Perhaps arrogantly, or at least naively, France expected the socially scarred survivors of the colonial years to sit back and relax after years of inhuman exploitation and abuse and just be glad they haven’t been deported — yet. And then move to the mainland and keep quiet before a veiled apartheid system that denies them everything but air to breathe and concrete to sleep on behind their modern art museum.

Palestine-born, U.S.-educated scholar Edward Said brilliantly exposes this need for superiority via imperial mentality in “Orientalism,” in which he decries the “subtle and persistent Eurocentric prejudice against Arabo-Islamic peoples and their culture.”

He argued that a long history of false assumptions about places we do not understand in Western culture served as justification for European (and American) imperial ambitions.

While France insists on the strategy of turning a blind eye to unavoidable malaises and allows its own self to be a little bit lawless, America can’t really take pride in being much different.

While our approaches to social issues are completely disparate, we are doing today in the Middle East much of what Europe did to Africa decades ago.

We have learned to make our enemies and demonize our others outside our territory.

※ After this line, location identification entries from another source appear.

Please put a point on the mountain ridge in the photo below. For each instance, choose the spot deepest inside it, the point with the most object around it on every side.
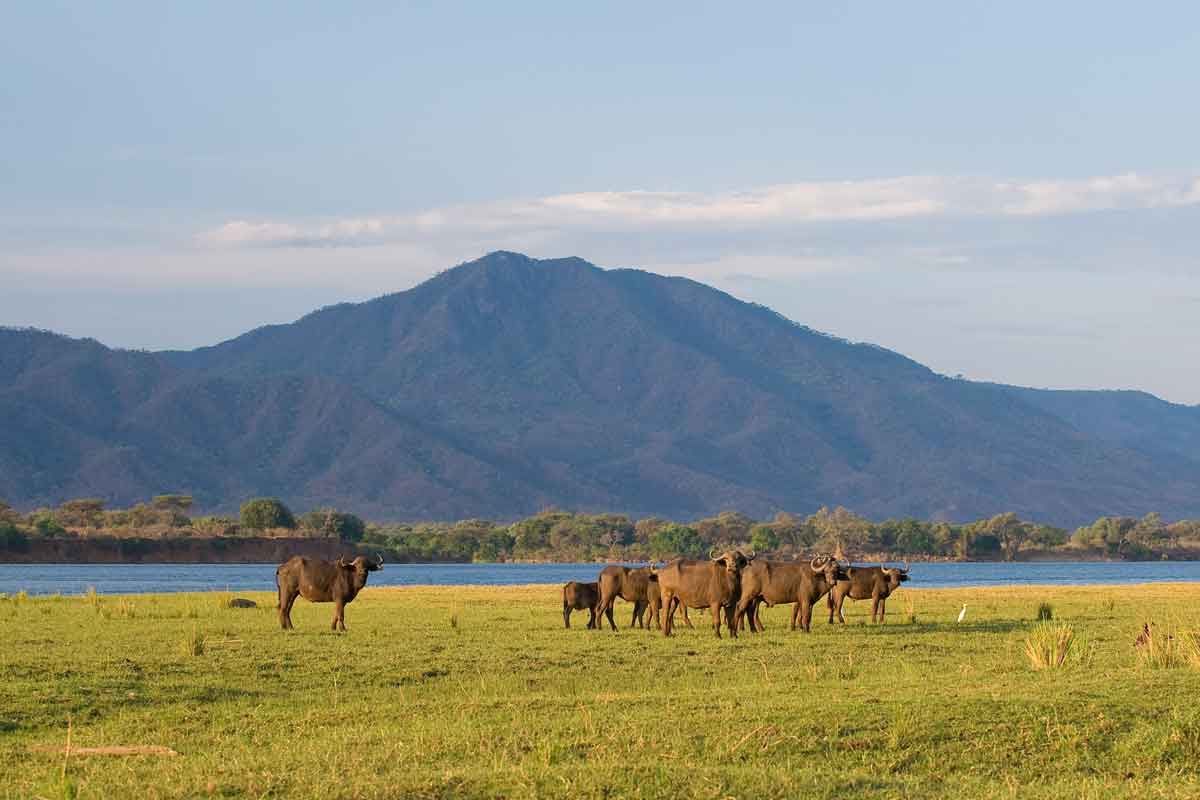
(507, 384)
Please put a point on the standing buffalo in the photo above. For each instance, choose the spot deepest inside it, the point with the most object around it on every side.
(577, 596)
(713, 584)
(863, 582)
(631, 585)
(321, 582)
(777, 582)
(654, 597)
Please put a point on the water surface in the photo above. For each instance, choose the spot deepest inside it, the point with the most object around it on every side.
(132, 578)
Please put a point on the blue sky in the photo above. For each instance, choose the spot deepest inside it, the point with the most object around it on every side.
(1007, 191)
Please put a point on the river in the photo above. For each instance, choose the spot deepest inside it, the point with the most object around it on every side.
(137, 578)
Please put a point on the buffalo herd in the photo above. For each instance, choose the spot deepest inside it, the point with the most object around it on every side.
(732, 585)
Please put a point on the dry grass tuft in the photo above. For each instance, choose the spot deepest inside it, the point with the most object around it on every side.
(1049, 645)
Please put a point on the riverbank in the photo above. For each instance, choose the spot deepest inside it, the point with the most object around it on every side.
(478, 691)
(276, 549)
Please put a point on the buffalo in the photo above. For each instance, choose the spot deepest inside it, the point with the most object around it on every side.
(631, 584)
(322, 582)
(713, 584)
(778, 582)
(863, 582)
(654, 597)
(577, 596)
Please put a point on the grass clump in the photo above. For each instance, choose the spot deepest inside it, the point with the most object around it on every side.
(1167, 648)
(1049, 645)
(195, 643)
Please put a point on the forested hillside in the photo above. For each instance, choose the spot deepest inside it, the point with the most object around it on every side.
(509, 384)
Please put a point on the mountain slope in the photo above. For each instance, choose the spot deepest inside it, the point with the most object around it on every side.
(508, 383)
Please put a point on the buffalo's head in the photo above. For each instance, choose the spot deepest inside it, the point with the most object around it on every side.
(732, 560)
(895, 576)
(361, 565)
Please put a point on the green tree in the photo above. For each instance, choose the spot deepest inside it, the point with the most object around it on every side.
(763, 539)
(12, 539)
(331, 522)
(1009, 530)
(84, 512)
(177, 503)
(839, 530)
(262, 513)
(46, 523)
(673, 540)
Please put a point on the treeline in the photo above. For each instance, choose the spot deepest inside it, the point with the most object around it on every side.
(557, 535)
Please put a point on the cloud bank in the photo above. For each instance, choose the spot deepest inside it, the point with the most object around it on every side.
(765, 208)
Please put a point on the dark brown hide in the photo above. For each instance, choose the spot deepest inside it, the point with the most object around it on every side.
(577, 596)
(863, 582)
(712, 584)
(322, 582)
(631, 584)
(785, 582)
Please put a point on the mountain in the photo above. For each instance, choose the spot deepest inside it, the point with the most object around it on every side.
(509, 384)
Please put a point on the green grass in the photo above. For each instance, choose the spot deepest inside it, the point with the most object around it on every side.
(479, 692)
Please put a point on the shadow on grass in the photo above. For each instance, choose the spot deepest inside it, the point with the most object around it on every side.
(905, 629)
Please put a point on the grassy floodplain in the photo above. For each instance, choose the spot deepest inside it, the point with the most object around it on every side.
(478, 691)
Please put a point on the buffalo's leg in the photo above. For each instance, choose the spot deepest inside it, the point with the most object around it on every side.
(669, 603)
(805, 607)
(837, 609)
(741, 614)
(286, 612)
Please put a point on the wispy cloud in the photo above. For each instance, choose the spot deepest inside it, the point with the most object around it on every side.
(772, 206)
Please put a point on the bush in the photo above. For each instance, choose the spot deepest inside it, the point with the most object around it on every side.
(265, 512)
(11, 539)
(330, 522)
(46, 524)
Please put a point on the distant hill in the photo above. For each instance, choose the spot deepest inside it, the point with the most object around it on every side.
(509, 384)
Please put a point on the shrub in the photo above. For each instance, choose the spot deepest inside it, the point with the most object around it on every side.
(11, 539)
(267, 512)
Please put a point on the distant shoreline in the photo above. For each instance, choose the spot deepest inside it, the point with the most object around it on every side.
(277, 549)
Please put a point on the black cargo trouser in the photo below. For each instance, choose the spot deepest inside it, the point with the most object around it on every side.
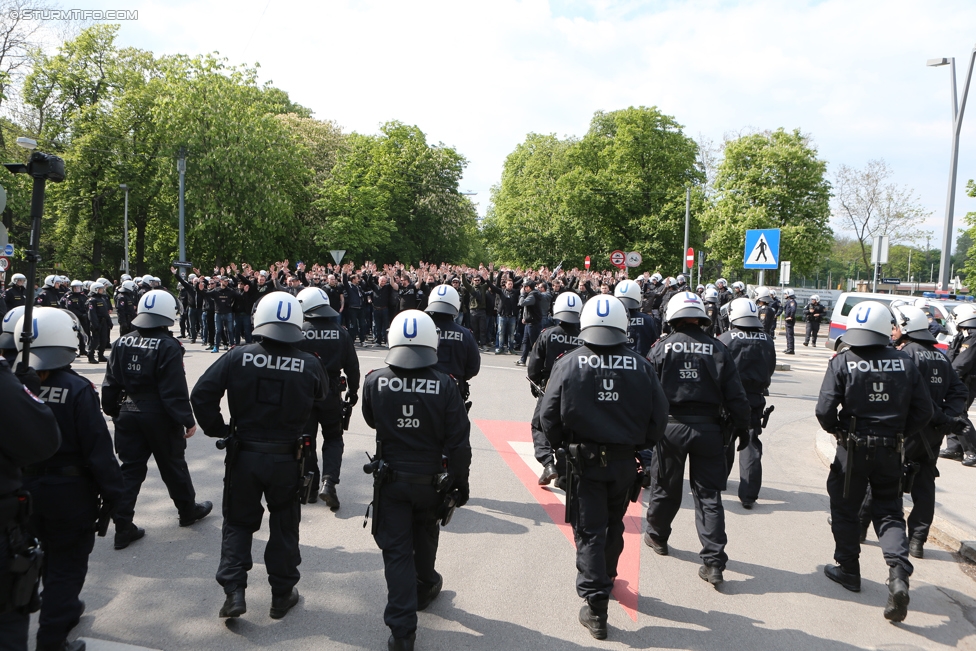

But France, too socially conscious, at least on the surface, to keep on cutting up Africa at its own volition, is forced to confront its colonial past at home.

It is very likely that no one from “the good parts” of France has bothered to cross bridges and see what life is like at the suburbs. The great majority of Parisians has probably not even seen a suburb.

So it becomes easy to look at them as these nebulous, strange and threatening bombs we must convince not to go off every time they start ticking.